Darick Robertson revient pour le dernier épisode : il est certainement plus doué que Braun, pour les expressions des visages et les silhouettes des personnages. Mais le fait est qu'il n'aura pas dessiné tous les épisodes et qu'il aura travaillé un peu vite sur certains, aux dépends des décors et parfois de la mise en scène. Il reste ses couvertures toujours peaufinées et souvent d'un niveau de satire irrésistible avec une bonne couche de sarcasme (j'ai encore celles de la minisérie Hérogasme en tête). Celle concoctée pour l'épisode 72 est à nouveau d'une méchanceté à la pertinence exceptionnelle. Pour les 6 autres épisodes, il réalise un portrait de chaque membre de The Boys, plus The Legend (sauf pour celle de l'épisode 71 où là encore la couverture ajoute un degré de raillerie et d'horreur supplémentaire, complémentant ainsi le récit).
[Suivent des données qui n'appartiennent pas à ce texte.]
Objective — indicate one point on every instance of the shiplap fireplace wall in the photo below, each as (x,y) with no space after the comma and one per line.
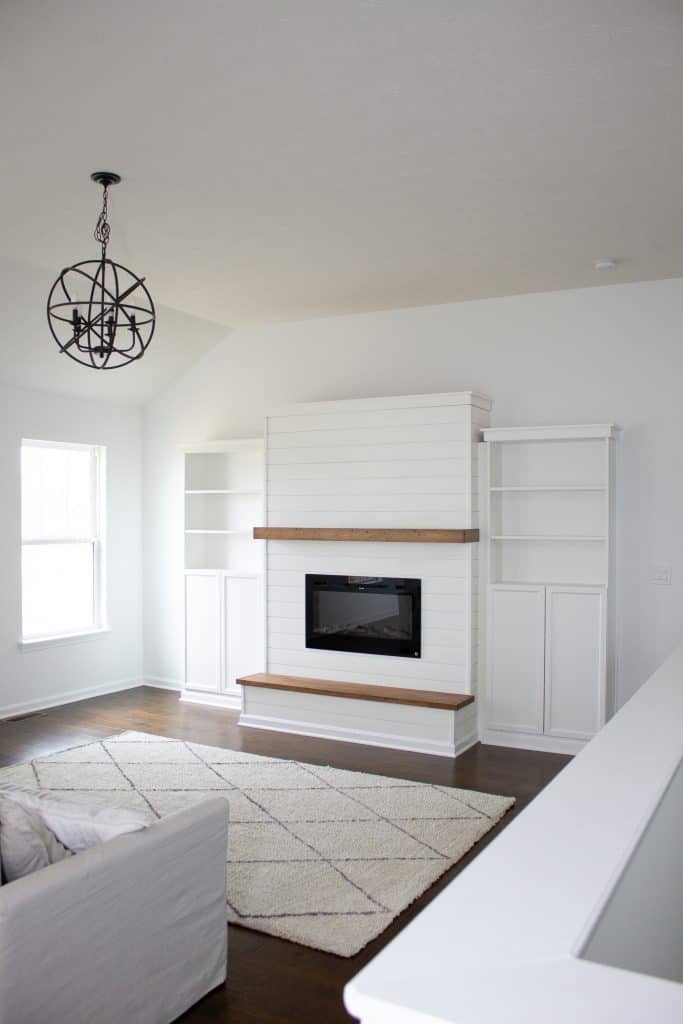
(407,462)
"The Boys" est la série d'un auteur dont la virilité des personnages, leur cruauté, et leur violence s'expriment de manière directe, brutale et parfois humoristique. C'est aussi une série où l'auteur aborde des thèmes importants à ses yeux avec un vrai point de vue et une finesse qu'on ne trouve que dans la littérature. C'est une série qui a bénéficié d'une conception graphique sophistiquée réalisée par
Darick Robertson, d'une série de couvertures qui remplissaient 2 fonctions (attirer le lecteur avec une image choc, et compléter une scène du récit). Elle aura souffert d'une construction narrative parfois submergée par les scènes d'exposition sous forme de dialogues longs et artificiels, et de dessinateurs pas toujours raccord avec l'ambiance de la série. Au final, il s'agit d'un voyage exceptionnel malgré ses défauts.